Тот счастливый обитатель Веймара, подобный Зевсу Олимпийцу, устроил свою жизнь, как хотел, окружил себя чудесными произведениями искусства и приятными людьми. Признавал только красоту и отметал всяческое безобразие. И это так легко удавалось ему, точно он владел каким-то волшебным секретом. Ведь и другие так же любят красоту и жаждут свободы, но им ничего не удается, а если и удается, то каждый шаг сопряжен с таким трудом, что даже наслаждения не чувствуешь и глядишь на красоту утомленными глазами.
А у Гёте все гармонично, все слажено. Его дом oткрыт для многих, и, уж разумеется, не его богатство привлекает гостей. Притягательная сила для людей – он сам.
С Цельтерим его связывала музыка. Цельтер, как музыкант, «воспитывал» Гёте. Что ж, если сам Гёте так определил их общение? Но, конечно, и Гёте влиял на музыкальные вкусы Цельтера, как это было в истории с баховской ре мажорной сюитой.
Цельтер нашел ее в библиотеке академии и, собираясь в Веймар, взял с собой.
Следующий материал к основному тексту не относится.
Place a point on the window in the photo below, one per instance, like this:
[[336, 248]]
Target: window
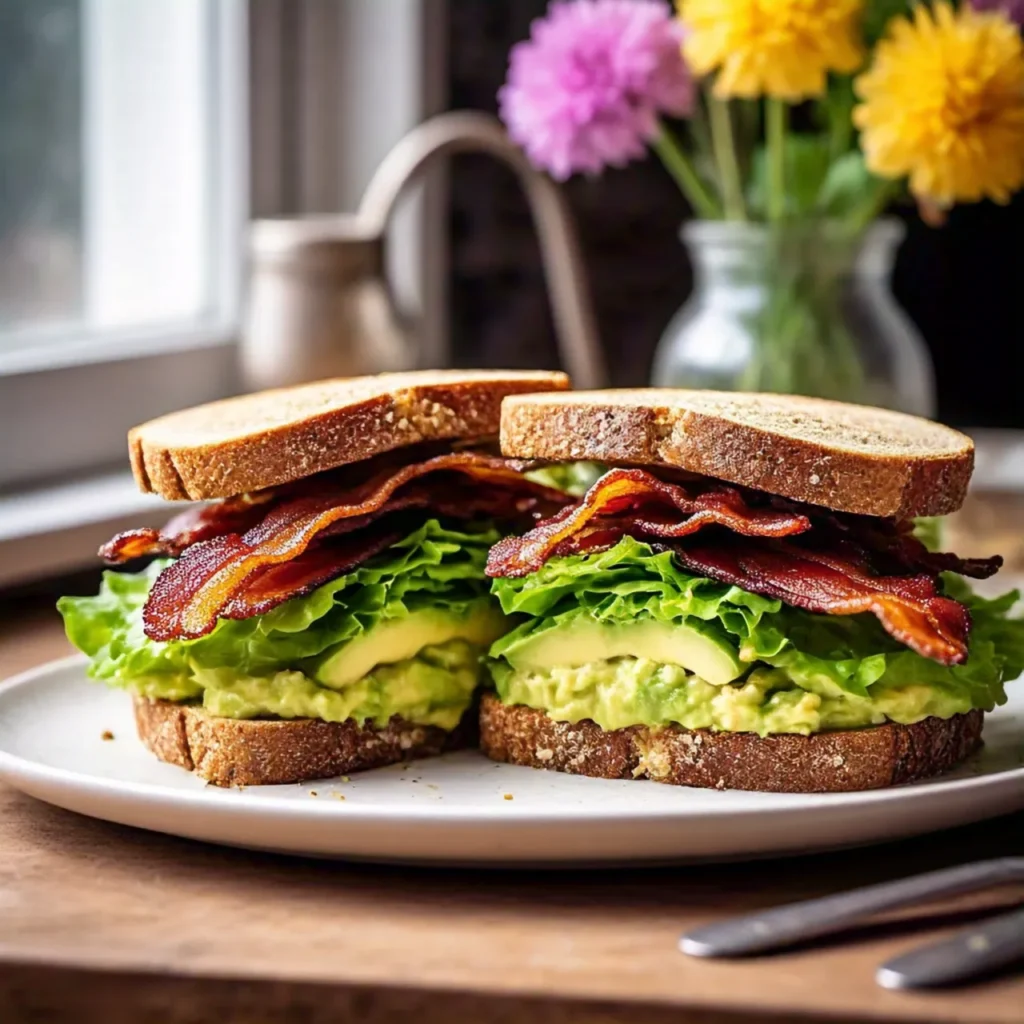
[[126, 165], [124, 183]]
Его сопровождал ученик, двадцатилетний Феликс Мендельсон, которого с недавних пор приблизил к себе Гёте.
Сюита Баха понравилась Цельтеру, он только находил в ней какую-то старомодную скованность и церемонность, мешавшую воспринимать красоту мелодий; но если немного стряхнуть «пудру с парика», то есть отредактировать музыку, то, пожалуй, ее можно будет исполнить публично, по крайней мере первую часть.
Но Гёте сильно удивил Цельтера, сказав, что он совершенно другого мнения о сюите Баха. Он совсем не чувствует никакой скованности в этой музыке с ее логически мудрым, как сказал он, голосоведением. Напротив, в ней есть живость и свобода. Когда он разбирал ее, то ему виделась разряженная и оживленная публика, спускающаяся по широкой лестнице, что-то вроде театрального разъезда. Можно было не согласиться с этой, слишком вольной трактовкой, можно было иронически отнестись к дилетантскому видению, которое будто бы возникает у слушателя, – настоящий музыкант никогда ничего не видит внимая музыке, а только слышит, но в основном суждении Гёте – о свободе голосоведения, о живости в сюите – была правда. Поразмыслив и прислушавшись к музыке, Цельтер не мог не согласиться с этим мнением.
Любопытно, что и Феликс Мендельсон, этот юнец, который во время спора Цельтера и Гёте молчал и только переводил глаза с одного на другого, вдруг выразил свое, совершенно особое мнение, что в музыке Баха вообще нет ни следа старомодности, а напротив, абсолютно новые, небывалые приемы гармонии и инструментовки, которых нет даже у Бетховена. Может быть, еще целое столетие композиторы будут черпать у Баха сокровища новизны, как выразился этот мальчик. Гёте благожелательно кивал. Мендельсон ему очень нравился, он слушал его не впервые и был знаком с его увертюрой «Сон в летнюю ночь».
Эта увертюра для оркестра, вдохновленная пьесой Шекспира и написанная три года назад семнадцатилетним мальчиком, действительно была необыкновенным явлением, как, впрочем, и сам Феликс Мендельсон.